漂書

ぼちぼちと、ゆるゆると

言葉の限界

分かんないですよ、実際のところは。

と、いきなり言い訳から入ってみる。

まあ、「曖昧沈考」ということで。

言葉の限界、というのは確実にある。

それは、表現の限界とか、意識の限界とか、そういうのとも違う。

もっと曖昧で、もっと解りづらい、もっと感覚的な限界。

それ以上進めないというか、ただ「限界」という壁がででーんと立っている感じ。

その先に広がっているのは、ただ広大な「無」。

無というのは、存在していない、ということではない。

かといって、存在している、ということでもない。

存在していると同時に存在していない。存在していないと同時に存在している。

かといって、それは絶え間なく変化している、というようなものでもない。

「それ」は確固として、不動のままにそこに「在る」。

けれどやっぱり、同時に「在らない」。

それは、次元が違う、でもない。

全く同じ瞬間。全く同じ位置。僅かなズレも許さない厳密さで。重なり合っている。

いや、重なってもいない。
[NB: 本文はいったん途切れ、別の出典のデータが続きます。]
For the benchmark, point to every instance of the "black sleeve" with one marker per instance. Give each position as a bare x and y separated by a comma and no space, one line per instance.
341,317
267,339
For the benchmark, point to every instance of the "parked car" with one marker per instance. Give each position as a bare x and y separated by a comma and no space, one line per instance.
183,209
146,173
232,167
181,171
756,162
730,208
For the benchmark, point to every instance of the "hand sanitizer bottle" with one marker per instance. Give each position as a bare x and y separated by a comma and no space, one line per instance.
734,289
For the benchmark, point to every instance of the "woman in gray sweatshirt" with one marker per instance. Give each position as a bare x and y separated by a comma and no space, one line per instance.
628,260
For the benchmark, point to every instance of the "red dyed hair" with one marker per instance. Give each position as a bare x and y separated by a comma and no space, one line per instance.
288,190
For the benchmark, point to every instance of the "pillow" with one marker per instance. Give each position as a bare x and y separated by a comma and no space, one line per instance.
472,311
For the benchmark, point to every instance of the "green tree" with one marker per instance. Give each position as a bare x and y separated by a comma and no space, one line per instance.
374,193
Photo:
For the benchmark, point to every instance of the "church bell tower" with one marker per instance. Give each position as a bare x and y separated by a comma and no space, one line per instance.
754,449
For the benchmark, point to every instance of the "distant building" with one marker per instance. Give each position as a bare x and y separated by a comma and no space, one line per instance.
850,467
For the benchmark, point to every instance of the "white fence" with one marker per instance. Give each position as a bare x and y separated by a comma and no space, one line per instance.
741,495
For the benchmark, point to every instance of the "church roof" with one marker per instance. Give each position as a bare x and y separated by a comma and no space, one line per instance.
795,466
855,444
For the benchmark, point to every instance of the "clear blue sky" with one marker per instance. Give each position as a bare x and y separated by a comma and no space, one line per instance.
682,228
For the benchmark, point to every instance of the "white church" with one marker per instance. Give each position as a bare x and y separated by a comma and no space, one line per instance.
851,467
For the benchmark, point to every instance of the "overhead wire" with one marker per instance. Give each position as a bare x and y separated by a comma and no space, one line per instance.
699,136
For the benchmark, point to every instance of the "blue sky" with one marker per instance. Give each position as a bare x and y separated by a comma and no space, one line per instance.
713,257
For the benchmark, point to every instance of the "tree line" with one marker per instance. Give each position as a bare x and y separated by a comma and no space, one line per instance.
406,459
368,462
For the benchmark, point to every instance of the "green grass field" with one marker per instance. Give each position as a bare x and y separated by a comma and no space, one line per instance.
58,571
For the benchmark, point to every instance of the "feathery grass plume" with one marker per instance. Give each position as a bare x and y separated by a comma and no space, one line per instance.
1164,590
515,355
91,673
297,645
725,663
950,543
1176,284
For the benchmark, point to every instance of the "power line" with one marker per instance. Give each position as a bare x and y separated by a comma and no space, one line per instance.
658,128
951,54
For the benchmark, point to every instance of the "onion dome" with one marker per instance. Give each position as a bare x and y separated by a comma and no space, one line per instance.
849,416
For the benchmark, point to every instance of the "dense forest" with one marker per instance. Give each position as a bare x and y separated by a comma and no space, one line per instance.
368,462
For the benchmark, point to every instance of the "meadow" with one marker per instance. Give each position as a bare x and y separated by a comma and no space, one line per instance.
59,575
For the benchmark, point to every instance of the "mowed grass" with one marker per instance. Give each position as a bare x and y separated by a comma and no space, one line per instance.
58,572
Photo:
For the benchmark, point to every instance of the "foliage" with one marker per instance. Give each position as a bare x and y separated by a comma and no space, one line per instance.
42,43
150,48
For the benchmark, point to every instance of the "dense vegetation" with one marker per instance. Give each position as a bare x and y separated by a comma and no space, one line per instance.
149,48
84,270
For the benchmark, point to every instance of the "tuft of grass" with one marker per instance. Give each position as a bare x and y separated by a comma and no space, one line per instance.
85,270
その表現は「正しくない」。

それが、一方向からの「限界」。

その場所に辿り着いた時点で、それは「一段落」。

そして、その次にやるべき事は、「反対」から同じ場所を目指すことかな、と。

例えば「言葉」から見ると、その先は「無」。

けれど、「言葉」から離れたとき、そこは「無」ではない。

視点の切り替え、とも違う、もっと根本的な部分で乗り換える。

その転換をどうすれば出来るのか。

そして、「何に」乗り換えるのか。

そういう風に乗り換えながら、多方面から同じ場所に近づく。

そうすることで、初めて「それ」が見えてくるのではないか、と。

"Artist"に羨望を覚えるのは、こういう瞬間なのです。

彼らには「それ」が見えている。感じている。

実際に「見えている」のは「本物」だけだとは思うけれど、見えている。

所詮はただの凡夫に過ぎないぼくに出来ること。

それは、ただ足掻き続け、求め続ける、ということだけなんだろうなぁ。